Relational Graph Transformer

Dwivedi, Vijay Prakash, et al. "Relational Graph Transformer." arXiv preprint arXiv:2505.10960 (2025).

arxiv: https://arxiv.org/pdf/2505.10960


Contents

  1. Introduction
    1. Relational Deep Learning
    2. Existing gaps
    3. Present work
  2. Background
    1. Relational Dl
    2. RDL Methods
    3. Graph Transformers
  3. RelGT: Relational Graph Transformers
    1. Tokenization
    2. Transformer Network


Abstract

**Relational Deep Learning (RDL) **

  • DL for multi-table relational data
  • Treat multi-table relational data as heterogeneous temporal graph


Previous works

  • (1) GNN: Suffer in capturing …

    • (1) Complex structural patterns
    • (2) Long-range dependencies
  • (2) Graph Transformers

    • Powerful alternatives to GNNs

    • Challenges in applying them to relational entity graphs (REG)?

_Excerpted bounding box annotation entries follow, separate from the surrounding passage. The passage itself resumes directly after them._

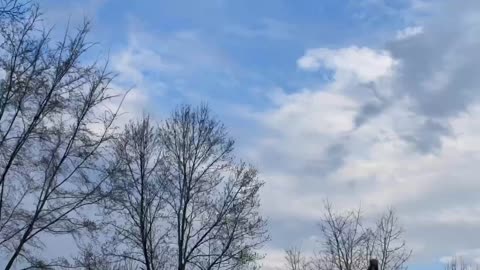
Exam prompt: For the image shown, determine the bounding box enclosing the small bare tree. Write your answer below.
[314,202,412,270]
[285,247,310,270]
[373,209,412,270]
[445,256,470,270]
[104,116,168,270]
[317,202,368,270]
[0,1,124,269]
[160,106,267,270]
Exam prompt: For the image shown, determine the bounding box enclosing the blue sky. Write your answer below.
[36,0,480,269]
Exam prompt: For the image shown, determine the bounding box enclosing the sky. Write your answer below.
[35,0,480,270]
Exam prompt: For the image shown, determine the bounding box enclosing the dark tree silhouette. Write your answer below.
[160,106,267,270]
[0,1,124,269]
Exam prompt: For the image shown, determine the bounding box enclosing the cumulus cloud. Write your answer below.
[246,1,480,262]
[297,46,395,82]
[395,26,423,40]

      • (1) Traditional positional encodings (PE): Fail to generalize to massive, heterogeneous graphs
      • (2) Cannot model the temporal dynamics and schema constraints of relational data
      • (3) Existing tokenization schemes: Lose critical structural information


Proposal: Relational Graph Transformer (RELGT)

  • Graph transformer architecture designed specifically for “RELATIONAL” tables
  • Two key points
    • (1) “Multi-element tokenization” strategy
    • (2) “Local + Global attention”


(1) “Multi-element tokenization” strategy

  • How? Decomposes each node into five components
    • (1) Features + (2) Type + (3) Hop distance + (4) Time + (5) Local structure
  • Results: Enables efficient encoding of heterogeneity, temporality, and topology (w/o expensive precomputation)


(2) “Local + Global attention”

  • Local attention over sampled subgraphs
  • Global attention to learnable centroids


1. Introduction

Real-world enterprise data = Relational DB

  • Consist of multiple tables
  • Interconnected through primary and foreign keys


Traditional appraoch

  • Depended on manual feature engineering within complex ML pipelines

  • Require the transformation of multi-table records into flat feature vectors

    \(\rightarrow\) To make it suitable for models (e.g., NN, DT)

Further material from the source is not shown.